I flung my arms around my father’s protruding stomach, hugging him close. “You were just trying to get me what you thought I wanted, Daddy. And I did love him then.” As much as I’d like to, I couldn’t lie about that.
He patted my head. “I’ll make this right, Mary Ellen. I can get you the money you need.”
I imagined him, wearing his bloodiest apron and waving a meat cleaver, storming into Eddie’s restaurant. Though I enjoyed the look I imagined on Eddie’s face, I couldn’t risk Daddy winding up in jail for a little payback. “No, Daddy, it’s time I figure out what I want now and get it for myself.”
A small smile played across his broad face.
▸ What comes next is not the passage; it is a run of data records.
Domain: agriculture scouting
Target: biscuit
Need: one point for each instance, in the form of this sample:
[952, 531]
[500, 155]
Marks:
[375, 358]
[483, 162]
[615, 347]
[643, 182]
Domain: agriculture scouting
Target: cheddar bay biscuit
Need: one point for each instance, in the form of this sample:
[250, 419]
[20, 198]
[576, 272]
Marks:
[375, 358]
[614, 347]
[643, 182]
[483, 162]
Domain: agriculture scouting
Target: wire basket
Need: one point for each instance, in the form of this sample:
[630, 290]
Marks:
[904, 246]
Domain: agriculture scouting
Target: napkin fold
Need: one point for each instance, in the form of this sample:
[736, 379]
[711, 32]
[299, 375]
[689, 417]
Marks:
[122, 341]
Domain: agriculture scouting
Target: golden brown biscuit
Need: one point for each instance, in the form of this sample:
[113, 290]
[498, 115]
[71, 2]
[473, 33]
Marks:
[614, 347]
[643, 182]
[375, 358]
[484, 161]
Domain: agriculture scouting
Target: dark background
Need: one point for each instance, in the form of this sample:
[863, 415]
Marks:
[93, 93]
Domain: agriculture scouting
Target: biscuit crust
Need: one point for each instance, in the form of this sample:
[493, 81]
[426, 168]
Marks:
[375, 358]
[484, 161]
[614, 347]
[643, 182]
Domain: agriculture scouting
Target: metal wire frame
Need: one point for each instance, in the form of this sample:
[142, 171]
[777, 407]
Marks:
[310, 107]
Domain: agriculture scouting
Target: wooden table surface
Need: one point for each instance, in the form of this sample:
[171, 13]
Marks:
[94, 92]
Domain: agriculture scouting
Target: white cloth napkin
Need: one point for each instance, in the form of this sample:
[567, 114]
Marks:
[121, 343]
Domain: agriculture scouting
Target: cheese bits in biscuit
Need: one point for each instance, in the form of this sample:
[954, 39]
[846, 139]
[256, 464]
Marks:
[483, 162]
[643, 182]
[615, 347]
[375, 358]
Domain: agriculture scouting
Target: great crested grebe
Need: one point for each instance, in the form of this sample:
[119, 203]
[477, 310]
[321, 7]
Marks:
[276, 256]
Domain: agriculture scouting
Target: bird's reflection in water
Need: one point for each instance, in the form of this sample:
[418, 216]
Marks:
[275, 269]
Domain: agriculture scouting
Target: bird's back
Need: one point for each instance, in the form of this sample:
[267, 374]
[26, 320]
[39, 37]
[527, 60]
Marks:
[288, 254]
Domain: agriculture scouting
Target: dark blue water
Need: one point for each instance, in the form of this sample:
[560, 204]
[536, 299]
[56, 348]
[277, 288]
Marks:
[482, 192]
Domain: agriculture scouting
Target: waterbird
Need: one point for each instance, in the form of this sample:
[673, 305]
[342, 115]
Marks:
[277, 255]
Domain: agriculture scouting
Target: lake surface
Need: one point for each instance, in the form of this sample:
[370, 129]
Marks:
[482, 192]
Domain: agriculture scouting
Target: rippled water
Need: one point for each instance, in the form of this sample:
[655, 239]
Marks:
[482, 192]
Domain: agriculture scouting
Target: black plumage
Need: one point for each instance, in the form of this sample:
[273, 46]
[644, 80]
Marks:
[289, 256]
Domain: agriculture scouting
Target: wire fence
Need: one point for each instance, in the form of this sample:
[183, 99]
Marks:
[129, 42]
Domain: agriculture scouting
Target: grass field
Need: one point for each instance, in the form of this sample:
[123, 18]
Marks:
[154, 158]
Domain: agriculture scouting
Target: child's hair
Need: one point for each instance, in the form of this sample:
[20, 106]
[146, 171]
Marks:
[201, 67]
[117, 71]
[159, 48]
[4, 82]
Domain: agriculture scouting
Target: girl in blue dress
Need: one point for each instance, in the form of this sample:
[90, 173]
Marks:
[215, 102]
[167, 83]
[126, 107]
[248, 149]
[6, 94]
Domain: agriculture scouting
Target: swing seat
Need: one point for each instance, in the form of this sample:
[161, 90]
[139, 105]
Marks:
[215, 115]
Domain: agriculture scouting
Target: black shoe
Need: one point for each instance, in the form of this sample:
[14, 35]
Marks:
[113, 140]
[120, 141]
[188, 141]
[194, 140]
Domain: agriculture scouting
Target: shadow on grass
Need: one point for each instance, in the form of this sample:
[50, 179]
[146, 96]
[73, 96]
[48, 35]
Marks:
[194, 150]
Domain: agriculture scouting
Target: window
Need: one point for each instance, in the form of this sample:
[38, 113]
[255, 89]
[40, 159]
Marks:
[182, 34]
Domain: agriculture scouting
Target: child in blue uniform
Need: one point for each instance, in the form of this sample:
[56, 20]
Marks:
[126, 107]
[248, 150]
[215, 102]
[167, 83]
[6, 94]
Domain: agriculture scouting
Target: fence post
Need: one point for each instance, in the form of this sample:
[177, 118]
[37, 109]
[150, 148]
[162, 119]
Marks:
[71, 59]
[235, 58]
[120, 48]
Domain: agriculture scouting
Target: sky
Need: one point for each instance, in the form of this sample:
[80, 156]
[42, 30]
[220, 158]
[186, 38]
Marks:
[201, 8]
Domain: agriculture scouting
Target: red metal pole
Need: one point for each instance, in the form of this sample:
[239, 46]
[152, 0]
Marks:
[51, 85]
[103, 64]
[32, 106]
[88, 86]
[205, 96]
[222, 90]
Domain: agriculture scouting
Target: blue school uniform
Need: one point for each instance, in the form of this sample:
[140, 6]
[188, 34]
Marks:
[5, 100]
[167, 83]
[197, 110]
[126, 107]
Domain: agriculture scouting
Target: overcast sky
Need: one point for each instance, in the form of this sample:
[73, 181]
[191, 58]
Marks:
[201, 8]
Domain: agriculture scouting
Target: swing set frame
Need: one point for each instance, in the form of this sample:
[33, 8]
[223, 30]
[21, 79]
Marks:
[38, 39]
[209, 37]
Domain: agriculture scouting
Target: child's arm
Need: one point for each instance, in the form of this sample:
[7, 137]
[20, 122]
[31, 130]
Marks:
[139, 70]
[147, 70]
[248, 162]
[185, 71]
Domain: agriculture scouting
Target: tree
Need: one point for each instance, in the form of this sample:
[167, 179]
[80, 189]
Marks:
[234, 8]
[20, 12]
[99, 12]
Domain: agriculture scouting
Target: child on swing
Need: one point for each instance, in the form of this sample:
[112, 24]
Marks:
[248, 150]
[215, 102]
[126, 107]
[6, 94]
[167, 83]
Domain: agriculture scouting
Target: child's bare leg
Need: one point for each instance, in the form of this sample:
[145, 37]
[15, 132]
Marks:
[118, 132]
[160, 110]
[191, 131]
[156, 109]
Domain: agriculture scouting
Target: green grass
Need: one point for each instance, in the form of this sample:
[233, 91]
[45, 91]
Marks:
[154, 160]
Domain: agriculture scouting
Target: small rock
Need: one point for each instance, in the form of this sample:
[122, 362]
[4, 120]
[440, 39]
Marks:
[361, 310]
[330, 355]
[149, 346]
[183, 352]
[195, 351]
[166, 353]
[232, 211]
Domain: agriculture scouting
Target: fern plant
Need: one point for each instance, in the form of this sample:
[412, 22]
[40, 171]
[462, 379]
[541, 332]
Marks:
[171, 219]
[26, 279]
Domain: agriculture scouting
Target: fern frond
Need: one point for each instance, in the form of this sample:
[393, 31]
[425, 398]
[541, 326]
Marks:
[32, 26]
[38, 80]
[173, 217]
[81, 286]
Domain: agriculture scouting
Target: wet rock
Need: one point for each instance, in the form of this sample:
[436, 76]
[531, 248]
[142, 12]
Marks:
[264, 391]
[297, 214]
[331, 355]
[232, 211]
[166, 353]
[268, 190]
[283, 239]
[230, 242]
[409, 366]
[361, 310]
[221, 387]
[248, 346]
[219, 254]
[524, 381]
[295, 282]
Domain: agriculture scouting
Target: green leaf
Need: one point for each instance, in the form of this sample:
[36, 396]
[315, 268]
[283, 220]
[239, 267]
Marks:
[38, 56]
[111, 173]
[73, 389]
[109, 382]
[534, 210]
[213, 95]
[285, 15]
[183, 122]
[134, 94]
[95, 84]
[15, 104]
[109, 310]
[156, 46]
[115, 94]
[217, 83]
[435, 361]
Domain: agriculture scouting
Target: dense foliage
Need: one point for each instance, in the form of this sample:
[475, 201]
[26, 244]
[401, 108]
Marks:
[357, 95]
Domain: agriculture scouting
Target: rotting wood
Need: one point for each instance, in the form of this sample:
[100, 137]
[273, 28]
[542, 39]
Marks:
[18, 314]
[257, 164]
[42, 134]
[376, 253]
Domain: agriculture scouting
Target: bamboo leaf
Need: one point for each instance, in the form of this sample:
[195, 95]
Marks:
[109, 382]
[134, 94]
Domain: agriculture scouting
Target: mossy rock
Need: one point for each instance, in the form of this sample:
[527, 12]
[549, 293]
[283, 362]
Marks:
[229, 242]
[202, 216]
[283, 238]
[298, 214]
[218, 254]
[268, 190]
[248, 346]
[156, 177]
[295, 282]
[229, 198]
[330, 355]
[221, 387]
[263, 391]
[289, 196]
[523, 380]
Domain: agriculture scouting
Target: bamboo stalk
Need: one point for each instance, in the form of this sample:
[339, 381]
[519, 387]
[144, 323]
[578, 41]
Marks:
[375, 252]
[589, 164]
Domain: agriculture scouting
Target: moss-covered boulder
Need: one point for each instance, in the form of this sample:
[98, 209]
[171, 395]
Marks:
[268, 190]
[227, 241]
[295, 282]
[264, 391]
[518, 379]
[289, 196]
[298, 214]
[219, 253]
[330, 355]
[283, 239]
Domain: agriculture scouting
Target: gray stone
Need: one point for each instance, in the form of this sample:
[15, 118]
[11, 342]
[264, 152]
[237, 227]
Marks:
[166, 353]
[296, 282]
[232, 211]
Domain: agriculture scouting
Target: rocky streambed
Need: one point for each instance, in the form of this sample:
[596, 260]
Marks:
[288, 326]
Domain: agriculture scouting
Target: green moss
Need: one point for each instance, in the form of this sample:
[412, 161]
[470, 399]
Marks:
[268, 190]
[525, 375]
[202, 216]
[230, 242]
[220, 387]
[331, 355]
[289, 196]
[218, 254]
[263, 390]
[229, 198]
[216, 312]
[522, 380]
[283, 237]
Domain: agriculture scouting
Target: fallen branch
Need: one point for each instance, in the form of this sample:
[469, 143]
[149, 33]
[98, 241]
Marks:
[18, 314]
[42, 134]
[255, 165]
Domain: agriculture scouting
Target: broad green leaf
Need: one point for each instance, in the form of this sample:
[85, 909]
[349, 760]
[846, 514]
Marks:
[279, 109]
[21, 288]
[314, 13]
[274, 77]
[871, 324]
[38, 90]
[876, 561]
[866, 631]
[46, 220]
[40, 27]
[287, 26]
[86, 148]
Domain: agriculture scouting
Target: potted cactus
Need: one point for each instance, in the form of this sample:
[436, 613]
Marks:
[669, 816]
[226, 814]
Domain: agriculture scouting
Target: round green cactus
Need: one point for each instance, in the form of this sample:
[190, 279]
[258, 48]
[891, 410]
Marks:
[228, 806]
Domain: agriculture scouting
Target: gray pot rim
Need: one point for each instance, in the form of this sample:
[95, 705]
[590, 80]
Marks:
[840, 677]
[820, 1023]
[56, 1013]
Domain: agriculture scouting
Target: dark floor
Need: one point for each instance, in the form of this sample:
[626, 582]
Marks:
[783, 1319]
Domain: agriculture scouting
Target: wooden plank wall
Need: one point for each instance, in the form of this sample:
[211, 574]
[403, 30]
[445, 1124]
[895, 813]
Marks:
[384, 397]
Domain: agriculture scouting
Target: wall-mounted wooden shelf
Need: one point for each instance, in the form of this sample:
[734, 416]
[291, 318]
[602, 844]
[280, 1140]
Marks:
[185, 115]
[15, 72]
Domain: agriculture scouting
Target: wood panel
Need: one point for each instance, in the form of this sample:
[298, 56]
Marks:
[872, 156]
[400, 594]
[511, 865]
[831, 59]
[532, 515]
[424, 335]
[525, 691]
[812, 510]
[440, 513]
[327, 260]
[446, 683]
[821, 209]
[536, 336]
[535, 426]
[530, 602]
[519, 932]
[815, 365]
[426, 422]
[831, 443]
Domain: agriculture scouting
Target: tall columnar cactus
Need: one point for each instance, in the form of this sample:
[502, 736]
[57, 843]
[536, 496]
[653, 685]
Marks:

I’d like to think it was pride, but I knew it was pity. He didn’t think I could do it—either figure out what I wanted or get it if I did happen to figure it out. But Daddy was the only one who ever complimented me, so I waited for some words of encouragement. And I waited while he swilled down the rest of his beer and then the rest of the one I’d left on the hood of his truck.
When the engine of a car rumbled in the alley, he still hadn’t said anything. He just passed me a piece of jerky from a bag he carried in his pocket. “Your mother’s back. Eat this, Mary, it covers up anything.”
I bit into the spicy, dried meat. Garlic and cayenne pepper exploded on my tongue, warming it. No wonder Daddy always smelled like garlic.
Mom’s minivan crunched over the gravel driveway as she pulled it next to Grandma’s Bonneville. The side door slid open, and my six-year-old Shelby, vaulted out, blond pigtails flying. “Mommy!”
I caught the little bundle of energy in my arms and pulled her tight. “Hi, baby. Did you have fun with your grandmas?”
She nodded. “We got Happy Meals. Grandma Mary likes the nuggets.”
I looked over Shelby’s head and into the interior of the van. Ten-and-a-half-year-old Amber sat in the back seat, hunched over a book, her glasses slipping to the end of her little nose. My oldest was always buried in a book. Better, I thought than the sand where I’d had my head buried lately.
“Did you eat yet?” my mother asked as she slid out from behind the wheel. My mother’s cure for every ailment: feed it. Her expanding waistline proved she took her own advice. But I couldn’t eat her greasy cooking or listen to her well-meaning advice. She’d been doling out a lot of both since I’d come home, the way she had the first nineteen years of my life. She leaned close to me and sniffed. “Oh, you got into the jerky with your father.”
That wasn’t all I’d gotten into with Dad. More than the beer and the secondhand smoke, I’d gotten perspective. I was better off without Eddie, and I could take care of my daughters and myself. I wouldn’t be trapped in this house another nineteen years.